We got to test out the controller’s rumble, and it does offer some intriguing possibilities. In one demo, a car starts. We feel the ignition whir to life on our index fingers while the motor roars and rumbles on our palms. In another, a helicopter ascends and lowers, and we can feel an approximation of its whirling blades as the vibrations move in intensity from index finger to palm. In the third demo, a patient’s heart beats, growing in strength as we move the analog stick closer to their chest.
The controller feels great overall, and it looks like Microsoft has achieved the critical balance of addressing problems and providing some cosmetic tweaks without introducing new issues.
All in all, I really like the improvements. The addition of the D-Pad is HUGE. Especially when playing an old school Mortal Kombat game with a buddy over the weekend. Microsoft has come a long way since their original controller that launched with the original Xbox back in 2002.
Cable Provider Connectivity:
All we know so far is Microsoft has a “plan” to join the console some how with your local cable network to deliver sports, movies, and your favorite TV series. Look for more information at this year’s E3. Also, after losing the bet with Sony over the Blu-ray versus HD, in the last console generation, Microsoft has wisely decided to have Blu-ray playback this go round. Smart choice since Blu-ray isn’t going anywhere anytime soon.

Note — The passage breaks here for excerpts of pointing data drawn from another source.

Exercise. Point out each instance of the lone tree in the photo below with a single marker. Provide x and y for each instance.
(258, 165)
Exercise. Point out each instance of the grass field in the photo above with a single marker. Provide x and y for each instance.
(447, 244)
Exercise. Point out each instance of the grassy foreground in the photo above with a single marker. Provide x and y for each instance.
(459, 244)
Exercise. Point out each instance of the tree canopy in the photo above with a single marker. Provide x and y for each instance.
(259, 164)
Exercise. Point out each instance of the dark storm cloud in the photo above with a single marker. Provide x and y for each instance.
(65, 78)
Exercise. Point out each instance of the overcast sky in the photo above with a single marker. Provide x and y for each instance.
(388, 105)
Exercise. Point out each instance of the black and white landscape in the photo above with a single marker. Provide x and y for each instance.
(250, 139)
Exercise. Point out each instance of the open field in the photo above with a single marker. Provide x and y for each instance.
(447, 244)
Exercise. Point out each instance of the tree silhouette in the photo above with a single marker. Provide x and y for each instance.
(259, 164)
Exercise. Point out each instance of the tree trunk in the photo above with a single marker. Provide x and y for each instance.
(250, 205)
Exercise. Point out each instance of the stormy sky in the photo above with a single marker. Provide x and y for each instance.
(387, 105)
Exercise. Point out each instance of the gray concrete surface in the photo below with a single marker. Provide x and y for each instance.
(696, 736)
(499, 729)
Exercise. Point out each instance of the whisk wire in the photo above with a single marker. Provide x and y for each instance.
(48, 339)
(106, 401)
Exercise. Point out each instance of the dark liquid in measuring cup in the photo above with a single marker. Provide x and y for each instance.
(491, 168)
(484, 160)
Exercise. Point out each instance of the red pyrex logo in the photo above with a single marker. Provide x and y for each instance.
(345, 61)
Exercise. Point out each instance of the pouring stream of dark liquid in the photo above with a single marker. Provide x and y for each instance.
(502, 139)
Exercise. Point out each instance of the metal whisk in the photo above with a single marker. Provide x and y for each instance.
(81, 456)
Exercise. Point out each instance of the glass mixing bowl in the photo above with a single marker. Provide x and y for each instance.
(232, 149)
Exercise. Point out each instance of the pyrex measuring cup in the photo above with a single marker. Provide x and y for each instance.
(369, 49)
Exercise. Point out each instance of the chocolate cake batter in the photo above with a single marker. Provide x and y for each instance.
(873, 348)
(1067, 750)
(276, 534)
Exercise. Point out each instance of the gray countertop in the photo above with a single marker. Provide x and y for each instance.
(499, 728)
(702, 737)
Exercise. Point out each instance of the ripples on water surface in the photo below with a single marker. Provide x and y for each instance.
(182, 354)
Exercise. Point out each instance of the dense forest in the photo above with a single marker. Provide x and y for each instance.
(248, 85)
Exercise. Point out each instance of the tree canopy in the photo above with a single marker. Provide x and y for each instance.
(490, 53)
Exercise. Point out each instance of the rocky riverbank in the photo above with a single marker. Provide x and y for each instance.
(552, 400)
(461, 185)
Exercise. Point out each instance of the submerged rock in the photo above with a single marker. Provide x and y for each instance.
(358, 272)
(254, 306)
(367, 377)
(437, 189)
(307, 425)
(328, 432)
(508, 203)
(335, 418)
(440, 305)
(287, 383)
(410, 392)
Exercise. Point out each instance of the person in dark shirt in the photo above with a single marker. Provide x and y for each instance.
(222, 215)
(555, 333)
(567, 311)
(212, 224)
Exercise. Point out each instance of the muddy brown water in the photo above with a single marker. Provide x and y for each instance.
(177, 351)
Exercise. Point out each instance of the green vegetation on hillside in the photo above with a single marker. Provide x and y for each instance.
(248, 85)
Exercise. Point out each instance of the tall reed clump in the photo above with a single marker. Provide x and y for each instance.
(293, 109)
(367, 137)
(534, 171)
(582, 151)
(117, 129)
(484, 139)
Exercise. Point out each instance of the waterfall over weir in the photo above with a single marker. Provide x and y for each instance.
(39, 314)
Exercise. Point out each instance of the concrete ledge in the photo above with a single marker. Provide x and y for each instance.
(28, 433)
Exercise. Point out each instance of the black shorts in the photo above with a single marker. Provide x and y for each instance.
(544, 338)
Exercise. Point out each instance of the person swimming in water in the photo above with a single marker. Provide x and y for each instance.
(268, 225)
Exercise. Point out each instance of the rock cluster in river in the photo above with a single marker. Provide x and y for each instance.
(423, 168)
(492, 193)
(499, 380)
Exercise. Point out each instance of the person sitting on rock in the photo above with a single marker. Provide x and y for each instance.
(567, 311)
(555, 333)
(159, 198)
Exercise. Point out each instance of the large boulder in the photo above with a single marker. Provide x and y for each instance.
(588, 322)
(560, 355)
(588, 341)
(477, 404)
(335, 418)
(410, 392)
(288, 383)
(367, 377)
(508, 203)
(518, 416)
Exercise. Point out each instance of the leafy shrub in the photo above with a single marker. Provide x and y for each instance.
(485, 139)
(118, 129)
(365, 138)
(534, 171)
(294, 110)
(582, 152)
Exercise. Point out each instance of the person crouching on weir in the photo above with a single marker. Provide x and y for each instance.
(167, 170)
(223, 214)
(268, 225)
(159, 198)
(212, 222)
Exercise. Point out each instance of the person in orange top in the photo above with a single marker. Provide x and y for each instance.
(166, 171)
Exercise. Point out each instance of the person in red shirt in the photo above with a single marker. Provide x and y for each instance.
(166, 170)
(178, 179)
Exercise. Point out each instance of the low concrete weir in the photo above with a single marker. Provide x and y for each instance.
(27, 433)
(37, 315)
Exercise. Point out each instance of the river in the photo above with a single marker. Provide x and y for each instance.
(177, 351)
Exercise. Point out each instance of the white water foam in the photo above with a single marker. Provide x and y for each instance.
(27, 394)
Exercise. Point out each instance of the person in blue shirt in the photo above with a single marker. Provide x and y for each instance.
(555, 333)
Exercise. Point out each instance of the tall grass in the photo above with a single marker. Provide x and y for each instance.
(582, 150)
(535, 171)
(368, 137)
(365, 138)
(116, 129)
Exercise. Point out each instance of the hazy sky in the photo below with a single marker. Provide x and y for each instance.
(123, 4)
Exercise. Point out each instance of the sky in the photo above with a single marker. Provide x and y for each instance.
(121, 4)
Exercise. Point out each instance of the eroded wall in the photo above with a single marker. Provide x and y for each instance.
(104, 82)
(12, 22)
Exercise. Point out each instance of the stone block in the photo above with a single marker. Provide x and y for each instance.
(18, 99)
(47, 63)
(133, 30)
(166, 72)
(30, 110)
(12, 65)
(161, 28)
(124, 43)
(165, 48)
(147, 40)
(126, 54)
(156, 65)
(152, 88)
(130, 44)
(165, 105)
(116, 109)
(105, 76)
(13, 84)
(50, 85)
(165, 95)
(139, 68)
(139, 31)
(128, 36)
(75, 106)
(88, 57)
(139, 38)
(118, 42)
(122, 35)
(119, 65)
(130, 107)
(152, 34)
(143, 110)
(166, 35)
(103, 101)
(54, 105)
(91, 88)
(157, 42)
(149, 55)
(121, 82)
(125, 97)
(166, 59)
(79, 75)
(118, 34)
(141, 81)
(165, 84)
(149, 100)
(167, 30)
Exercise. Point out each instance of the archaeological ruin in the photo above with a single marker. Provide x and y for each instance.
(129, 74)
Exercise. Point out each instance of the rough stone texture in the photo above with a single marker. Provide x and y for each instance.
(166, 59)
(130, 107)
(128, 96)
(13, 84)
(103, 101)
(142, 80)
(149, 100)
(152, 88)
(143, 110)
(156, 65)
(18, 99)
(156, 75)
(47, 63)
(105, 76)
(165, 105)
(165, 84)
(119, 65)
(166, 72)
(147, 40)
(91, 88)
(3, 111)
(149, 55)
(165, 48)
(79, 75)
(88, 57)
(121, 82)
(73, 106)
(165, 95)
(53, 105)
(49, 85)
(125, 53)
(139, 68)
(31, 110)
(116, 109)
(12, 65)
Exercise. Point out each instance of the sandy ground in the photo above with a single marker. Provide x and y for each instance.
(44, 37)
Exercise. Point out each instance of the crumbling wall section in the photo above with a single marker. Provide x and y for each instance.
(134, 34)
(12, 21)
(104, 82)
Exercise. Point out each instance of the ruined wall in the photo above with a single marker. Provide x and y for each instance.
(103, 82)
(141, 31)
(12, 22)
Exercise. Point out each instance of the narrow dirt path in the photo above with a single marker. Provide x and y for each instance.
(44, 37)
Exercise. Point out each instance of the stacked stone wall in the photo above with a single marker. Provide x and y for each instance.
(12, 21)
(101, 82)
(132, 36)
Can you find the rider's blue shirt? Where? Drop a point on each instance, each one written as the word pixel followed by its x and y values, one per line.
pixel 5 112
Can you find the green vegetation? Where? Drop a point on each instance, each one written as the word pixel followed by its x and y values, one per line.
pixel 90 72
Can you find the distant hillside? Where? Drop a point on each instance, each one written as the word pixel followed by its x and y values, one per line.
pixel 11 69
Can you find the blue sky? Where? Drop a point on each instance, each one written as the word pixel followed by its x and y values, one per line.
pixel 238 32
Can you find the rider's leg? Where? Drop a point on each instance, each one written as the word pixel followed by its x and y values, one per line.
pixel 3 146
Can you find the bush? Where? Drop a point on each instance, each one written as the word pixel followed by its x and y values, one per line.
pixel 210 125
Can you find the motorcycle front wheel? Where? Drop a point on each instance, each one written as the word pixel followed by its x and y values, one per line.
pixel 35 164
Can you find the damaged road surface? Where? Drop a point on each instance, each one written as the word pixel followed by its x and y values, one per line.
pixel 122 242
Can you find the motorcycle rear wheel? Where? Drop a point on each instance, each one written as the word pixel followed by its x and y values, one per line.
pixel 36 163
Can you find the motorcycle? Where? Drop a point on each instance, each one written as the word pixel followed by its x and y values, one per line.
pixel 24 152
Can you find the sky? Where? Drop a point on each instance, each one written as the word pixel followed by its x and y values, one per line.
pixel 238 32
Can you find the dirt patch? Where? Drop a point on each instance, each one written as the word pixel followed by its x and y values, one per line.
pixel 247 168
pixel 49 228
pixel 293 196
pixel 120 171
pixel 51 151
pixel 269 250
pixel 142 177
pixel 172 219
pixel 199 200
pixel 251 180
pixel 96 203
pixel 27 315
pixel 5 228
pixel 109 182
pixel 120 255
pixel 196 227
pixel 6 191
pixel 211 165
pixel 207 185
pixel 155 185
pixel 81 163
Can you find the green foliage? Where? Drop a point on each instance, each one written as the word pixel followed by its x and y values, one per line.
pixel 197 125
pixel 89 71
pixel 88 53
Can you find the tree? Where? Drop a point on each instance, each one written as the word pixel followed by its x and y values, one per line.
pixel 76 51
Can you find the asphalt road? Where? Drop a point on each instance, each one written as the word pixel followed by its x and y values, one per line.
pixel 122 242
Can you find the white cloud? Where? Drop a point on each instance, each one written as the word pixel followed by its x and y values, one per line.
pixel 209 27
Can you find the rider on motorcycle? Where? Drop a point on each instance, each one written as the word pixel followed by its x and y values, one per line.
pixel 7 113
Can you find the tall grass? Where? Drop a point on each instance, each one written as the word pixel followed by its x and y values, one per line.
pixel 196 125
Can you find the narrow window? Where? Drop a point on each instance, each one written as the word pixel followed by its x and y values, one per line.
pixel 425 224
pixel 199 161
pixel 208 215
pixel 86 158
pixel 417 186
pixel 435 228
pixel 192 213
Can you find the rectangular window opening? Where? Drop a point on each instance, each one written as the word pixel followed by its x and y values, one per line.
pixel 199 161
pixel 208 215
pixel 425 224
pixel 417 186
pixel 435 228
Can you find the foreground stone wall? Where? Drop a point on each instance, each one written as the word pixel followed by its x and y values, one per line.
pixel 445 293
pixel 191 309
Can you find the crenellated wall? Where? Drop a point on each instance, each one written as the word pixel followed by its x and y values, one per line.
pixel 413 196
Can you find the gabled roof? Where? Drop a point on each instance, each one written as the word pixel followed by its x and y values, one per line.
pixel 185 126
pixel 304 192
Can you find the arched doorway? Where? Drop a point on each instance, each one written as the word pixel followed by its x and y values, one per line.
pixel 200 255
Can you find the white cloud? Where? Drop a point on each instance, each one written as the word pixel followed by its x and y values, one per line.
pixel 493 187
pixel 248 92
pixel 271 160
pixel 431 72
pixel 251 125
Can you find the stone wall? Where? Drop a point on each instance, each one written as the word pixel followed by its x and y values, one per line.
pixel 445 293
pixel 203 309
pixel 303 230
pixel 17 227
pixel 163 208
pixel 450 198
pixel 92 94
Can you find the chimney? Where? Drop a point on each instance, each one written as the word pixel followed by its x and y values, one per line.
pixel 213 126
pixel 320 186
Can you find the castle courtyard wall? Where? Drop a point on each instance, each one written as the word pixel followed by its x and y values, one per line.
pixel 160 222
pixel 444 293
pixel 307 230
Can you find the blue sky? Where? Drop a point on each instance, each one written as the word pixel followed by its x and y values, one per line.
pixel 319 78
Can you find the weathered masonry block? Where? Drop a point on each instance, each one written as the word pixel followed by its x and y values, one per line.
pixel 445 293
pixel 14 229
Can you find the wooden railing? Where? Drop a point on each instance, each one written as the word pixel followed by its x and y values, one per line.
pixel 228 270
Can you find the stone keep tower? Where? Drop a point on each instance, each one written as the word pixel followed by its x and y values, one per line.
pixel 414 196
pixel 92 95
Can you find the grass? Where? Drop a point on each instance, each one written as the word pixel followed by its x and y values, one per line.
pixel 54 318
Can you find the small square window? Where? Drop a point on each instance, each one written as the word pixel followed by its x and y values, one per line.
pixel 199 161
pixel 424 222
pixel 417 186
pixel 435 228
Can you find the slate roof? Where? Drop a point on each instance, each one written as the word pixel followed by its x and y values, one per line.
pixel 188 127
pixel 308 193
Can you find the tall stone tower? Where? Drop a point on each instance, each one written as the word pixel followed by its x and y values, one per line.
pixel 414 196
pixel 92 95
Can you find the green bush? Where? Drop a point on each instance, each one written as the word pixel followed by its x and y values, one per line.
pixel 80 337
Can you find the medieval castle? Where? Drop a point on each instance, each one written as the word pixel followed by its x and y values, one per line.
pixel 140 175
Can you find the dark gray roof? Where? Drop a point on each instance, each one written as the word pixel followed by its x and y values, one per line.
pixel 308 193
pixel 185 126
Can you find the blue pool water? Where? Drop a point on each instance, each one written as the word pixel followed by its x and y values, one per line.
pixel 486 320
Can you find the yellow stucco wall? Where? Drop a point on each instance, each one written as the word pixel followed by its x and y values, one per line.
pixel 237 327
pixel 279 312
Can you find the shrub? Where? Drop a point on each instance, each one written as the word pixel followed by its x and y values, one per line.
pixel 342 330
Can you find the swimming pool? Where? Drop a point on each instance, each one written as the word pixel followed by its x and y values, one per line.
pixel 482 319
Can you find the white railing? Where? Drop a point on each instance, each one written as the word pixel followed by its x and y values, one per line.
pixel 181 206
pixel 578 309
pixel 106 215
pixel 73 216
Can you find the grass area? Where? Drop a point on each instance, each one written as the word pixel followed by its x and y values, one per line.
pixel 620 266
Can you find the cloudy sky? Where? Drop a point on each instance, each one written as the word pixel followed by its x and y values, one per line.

The Used Games Controversy:
Over the past year, many gamers have been in an uproar over the possibility of no longer being able to buy and resell used games…which is justified. In my opinion, when you decide to buy a brand new game that is your property, then consumer should have every right to resell that product. Not to mention, many gamers can not afford to buy a brand new game for every major release and retailers such as Gamestop and Gamefly have been a savior for the gaming community to play their favorite game franchises and not have to sacrifice their wallet in the process. During the Microsoft press conference, it was made clear that the Xbox One will allow the console to play used games…but with a second owner fee. Still nothing official as of yet on their “plan”. Also worth mentioning is the new console will NOT be backwards compatible.
So far, Microsoft has only revealed three exclusive games.
Forza Motorsport 5:
The Multi Platform Games:
– Assassin’s Creed IV: Black Flag – Ubisoft/Ubisoft Montreal
– Battlefield 4 – Electronic Arts/DICE
– Call of Duty: Ghosts – Activision/Infinity Ward
– Destiny – Activision/Bungie
– FIFA 14 – EA Sports/EA Canada
– Madden NFL 25 – EA Sports/EA Tiburon
– NBA Live – EA Sports/EA Tiburon
– Thief – Square Enix/Eidos Montreal
– UFC – EA Sports/EA Canada
– Watch Dogs – Ubisoft/Ubisoft Montreal
So there you have it. I think so far, the PlayStation 4 offers more exciting exclusives, such as the new Infamous and the inevitable Uncharted 4 sequels. In the end, I think I will still be going with the PS4. However, that being said, that shiny Xbox One would sure look pretty sitting next to my Sony console in my entertainment center.